Besarnya dampak negatif yang dihasilkan dari politisasi identitas, ditambah dengan adanya isu bahwa politisasi identitas akan semakin marak di Pilpres tahun 2024 mendatang, menjadi tantangan tersendiri bagi demokrasi di Indonesia. Sistem prosedur pemilu di Indonesia relative baik, secara substansial banyak pekerjaan rumah yang harus dituntaskan. Hal ini disebabkan karena masih banyak legislator dan kepala daerah yang memiliki masalah dengan hukum mulai dari korupsi, penyimpangan jabatan atau birokrasi yang berpihak (partisan), manipulasi suara rakyat, atau lainnya yang mana masih sulit dijangkau dengan penegakan hukum. Belum lagi, politisasi identitas semakin memuncak dengan adanya media social. Media sosial dan aplikasi percakapan memfasilitasi dan menjadi pemicu berkembangnya kampanye jahat, hoax, dan politisasi identitas. Pengguna media sosial dan aplikasi percakapan larut dalam emosi sebagai lovers atau haters terhadap politisi yang mengejar/mempertahankan kekuasaan.
Media sosial memediasi begitu cepat dan berefek domino merusak nalar dan percakapan banyak warganet. Menurut saya, hal yang harus dilakukan adalah menyelesaikan akar permasalahan terlebih dahulu dengan meningkatkan penegakan hukum tentang pemilu, dilanjutkan dengan menciptakan masyarakat yang melek terhadap digital, dan mengganti sistem pemilu yang sudah ada.

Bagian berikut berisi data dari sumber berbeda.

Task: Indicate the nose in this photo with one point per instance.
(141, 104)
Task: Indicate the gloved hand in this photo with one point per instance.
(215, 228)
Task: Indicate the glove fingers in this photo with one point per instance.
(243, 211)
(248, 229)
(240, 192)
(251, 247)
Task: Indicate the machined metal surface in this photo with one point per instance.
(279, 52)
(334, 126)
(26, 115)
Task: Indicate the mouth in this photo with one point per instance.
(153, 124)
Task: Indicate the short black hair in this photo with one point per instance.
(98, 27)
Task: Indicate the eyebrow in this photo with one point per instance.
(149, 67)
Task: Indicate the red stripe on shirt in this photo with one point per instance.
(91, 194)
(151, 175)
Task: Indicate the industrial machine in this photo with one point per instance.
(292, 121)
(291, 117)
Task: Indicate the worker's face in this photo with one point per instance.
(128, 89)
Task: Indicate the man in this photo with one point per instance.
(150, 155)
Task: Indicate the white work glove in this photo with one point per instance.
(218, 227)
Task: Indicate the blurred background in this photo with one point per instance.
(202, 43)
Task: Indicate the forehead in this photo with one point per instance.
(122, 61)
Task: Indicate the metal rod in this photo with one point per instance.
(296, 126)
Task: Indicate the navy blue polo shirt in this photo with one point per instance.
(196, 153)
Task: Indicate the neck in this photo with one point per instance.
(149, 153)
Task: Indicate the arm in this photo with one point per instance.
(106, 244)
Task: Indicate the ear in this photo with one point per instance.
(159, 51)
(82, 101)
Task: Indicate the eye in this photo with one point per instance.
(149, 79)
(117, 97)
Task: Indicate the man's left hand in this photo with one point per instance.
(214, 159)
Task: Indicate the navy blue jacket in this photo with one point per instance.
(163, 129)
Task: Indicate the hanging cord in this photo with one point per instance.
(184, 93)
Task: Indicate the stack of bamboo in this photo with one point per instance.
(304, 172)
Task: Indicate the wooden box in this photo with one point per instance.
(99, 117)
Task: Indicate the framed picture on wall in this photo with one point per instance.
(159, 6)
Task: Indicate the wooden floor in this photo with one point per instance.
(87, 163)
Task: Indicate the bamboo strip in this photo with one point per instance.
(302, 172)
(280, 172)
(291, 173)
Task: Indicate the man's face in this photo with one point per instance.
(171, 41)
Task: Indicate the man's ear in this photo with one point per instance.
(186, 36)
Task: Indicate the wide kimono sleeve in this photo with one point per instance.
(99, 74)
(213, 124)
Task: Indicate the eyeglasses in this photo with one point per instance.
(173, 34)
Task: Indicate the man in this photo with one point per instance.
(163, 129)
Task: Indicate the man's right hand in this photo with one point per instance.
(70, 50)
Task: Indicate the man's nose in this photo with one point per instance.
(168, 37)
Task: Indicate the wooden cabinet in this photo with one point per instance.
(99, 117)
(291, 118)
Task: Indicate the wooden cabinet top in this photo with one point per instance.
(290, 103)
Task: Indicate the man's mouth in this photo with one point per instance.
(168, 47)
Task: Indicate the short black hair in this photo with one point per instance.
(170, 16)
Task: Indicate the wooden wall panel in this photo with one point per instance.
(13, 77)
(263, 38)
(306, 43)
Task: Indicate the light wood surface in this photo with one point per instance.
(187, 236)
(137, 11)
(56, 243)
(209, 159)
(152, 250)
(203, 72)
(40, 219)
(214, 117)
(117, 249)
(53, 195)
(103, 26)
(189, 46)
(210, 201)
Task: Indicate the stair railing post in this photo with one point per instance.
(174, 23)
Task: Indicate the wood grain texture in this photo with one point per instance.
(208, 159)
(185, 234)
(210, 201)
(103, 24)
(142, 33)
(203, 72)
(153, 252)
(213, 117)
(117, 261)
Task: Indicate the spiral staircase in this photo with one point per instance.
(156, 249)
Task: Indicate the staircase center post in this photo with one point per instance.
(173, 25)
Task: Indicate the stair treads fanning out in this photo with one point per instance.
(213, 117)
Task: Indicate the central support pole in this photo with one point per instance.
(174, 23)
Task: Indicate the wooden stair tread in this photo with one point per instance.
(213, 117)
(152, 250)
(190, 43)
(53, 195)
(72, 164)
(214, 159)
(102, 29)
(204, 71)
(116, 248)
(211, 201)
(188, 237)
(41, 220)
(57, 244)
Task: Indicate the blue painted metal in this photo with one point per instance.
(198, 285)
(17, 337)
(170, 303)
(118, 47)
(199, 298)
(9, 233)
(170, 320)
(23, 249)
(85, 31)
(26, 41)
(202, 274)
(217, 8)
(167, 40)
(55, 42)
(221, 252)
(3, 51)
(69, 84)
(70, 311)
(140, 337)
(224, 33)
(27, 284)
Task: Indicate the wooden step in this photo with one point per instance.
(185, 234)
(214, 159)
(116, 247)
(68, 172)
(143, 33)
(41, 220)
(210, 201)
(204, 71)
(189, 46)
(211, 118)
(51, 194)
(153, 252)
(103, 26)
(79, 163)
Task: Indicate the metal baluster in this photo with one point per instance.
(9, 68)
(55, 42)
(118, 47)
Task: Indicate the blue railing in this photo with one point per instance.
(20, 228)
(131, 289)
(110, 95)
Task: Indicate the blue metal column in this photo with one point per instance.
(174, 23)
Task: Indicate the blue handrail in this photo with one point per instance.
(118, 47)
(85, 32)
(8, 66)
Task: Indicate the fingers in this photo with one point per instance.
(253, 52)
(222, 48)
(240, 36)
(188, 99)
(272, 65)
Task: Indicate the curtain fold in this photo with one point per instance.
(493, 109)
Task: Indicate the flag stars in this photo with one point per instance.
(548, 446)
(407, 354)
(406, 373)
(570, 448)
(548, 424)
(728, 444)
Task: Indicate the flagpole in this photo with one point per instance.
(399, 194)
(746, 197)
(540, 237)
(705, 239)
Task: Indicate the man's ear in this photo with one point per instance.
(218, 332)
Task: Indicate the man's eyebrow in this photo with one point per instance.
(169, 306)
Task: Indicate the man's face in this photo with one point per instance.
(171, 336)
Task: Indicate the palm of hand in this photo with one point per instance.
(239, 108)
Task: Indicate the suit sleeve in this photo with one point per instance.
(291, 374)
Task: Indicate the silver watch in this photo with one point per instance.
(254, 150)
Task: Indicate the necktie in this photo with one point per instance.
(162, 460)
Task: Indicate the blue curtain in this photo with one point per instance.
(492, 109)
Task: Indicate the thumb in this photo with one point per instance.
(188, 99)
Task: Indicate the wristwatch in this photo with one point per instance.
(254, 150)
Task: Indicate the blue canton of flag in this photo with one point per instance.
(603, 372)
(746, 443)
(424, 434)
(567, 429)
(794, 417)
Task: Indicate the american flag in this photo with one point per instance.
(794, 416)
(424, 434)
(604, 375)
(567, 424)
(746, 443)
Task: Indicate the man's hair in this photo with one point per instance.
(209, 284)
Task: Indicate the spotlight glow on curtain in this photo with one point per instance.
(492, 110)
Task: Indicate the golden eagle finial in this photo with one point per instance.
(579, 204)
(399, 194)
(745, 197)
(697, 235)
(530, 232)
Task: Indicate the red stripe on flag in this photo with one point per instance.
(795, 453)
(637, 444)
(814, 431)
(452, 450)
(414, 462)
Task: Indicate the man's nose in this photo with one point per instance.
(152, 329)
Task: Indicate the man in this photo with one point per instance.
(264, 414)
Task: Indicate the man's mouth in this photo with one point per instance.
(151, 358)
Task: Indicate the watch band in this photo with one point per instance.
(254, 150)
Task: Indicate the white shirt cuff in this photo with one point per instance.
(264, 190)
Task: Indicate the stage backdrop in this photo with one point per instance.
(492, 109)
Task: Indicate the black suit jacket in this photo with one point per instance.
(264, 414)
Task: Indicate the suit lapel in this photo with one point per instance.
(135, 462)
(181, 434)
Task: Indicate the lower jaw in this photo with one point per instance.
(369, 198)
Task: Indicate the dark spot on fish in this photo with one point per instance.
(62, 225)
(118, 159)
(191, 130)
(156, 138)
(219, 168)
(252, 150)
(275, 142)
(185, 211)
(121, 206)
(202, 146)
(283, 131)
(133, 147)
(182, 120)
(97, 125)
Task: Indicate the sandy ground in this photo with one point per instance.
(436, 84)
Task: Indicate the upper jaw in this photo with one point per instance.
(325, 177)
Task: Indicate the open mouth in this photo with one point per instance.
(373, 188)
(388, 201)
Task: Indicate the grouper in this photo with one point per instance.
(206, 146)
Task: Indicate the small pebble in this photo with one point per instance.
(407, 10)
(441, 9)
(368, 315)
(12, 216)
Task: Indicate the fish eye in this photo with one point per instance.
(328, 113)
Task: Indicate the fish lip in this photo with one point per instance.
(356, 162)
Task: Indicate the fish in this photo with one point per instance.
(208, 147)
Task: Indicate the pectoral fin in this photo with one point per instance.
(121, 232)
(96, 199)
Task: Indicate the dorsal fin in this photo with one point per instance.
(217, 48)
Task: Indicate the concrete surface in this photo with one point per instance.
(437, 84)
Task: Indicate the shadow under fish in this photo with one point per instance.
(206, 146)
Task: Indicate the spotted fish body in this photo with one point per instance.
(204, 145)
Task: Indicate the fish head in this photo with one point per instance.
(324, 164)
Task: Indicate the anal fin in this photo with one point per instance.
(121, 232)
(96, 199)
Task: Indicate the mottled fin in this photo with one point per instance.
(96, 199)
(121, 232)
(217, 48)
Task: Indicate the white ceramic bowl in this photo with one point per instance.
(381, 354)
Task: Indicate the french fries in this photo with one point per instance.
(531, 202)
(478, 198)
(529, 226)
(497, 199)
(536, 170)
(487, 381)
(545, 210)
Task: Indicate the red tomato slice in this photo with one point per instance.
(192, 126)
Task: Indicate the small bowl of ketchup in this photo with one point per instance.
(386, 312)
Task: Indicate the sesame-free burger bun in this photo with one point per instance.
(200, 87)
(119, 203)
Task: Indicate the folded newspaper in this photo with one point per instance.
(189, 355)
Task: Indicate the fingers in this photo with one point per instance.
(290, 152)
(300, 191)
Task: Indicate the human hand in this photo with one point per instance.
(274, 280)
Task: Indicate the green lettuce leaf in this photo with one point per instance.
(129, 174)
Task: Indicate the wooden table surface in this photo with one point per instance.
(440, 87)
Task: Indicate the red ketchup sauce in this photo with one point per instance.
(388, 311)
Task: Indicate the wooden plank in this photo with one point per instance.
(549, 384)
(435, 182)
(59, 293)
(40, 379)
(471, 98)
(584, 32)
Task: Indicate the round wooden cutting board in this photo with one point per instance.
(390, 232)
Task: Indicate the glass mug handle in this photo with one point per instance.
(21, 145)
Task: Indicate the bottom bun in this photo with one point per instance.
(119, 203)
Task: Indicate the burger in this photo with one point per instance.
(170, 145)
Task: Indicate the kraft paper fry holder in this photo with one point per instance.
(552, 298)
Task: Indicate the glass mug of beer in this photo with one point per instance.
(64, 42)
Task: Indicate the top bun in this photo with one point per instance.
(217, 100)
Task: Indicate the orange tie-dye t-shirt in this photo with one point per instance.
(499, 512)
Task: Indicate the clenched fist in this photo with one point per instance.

Tantangan lain yang dihadapi adalah sulitnya persyaratan pembentukan partai politik dan kepesertaan partai politik di pemilu. Adanya pengorbanan yang besar ini menyebabkan para elit politik cenderung mempertahankan hasil pemilu dan korupsi politik untuk dapat mengembalikan modal yang telah dikeluarkan tersebut.
Perlu dilakukan keringanan persyaratan dalam membentuk partai dan kepesertaan partai politik dan adanya peningkatan bantuan keuangan dari negara untuk perbaikan partai politik menjadi lebih inklusif. Hal ini disebabkan karena subsidi yang diberikan selama ini terlalu kecil sehingga membuat kendali struktur organisasi partai politik dikuasai oligark. Padahal adanya subsidi yang meningkat dapat meningkatkan pula transparansi dan akuntabilitas kelembagaan serta keuangan partai politik.
Pemberian subsidi secara bertahap menyertakan mekanisme reward/punishment dengan nilai yang signifikan menjadi bagian insentif perbaikan. Langkah ini dilakukan dengan harapan semakin mudahnya jalan yang diberikan untuk membentuk partai politik dan keterlibatan dalam kepesertaan, pengorbanan yang harus dilakukan tidak terlalu besar sehingga para elit politik tidak menghalalkan segala cara yang berfokus mengembalikan modal yang telah dikeluarkan termasuk salah satu diantaranya dengan melakukan politisasi identitas agar dapat menang dalam pemilihan.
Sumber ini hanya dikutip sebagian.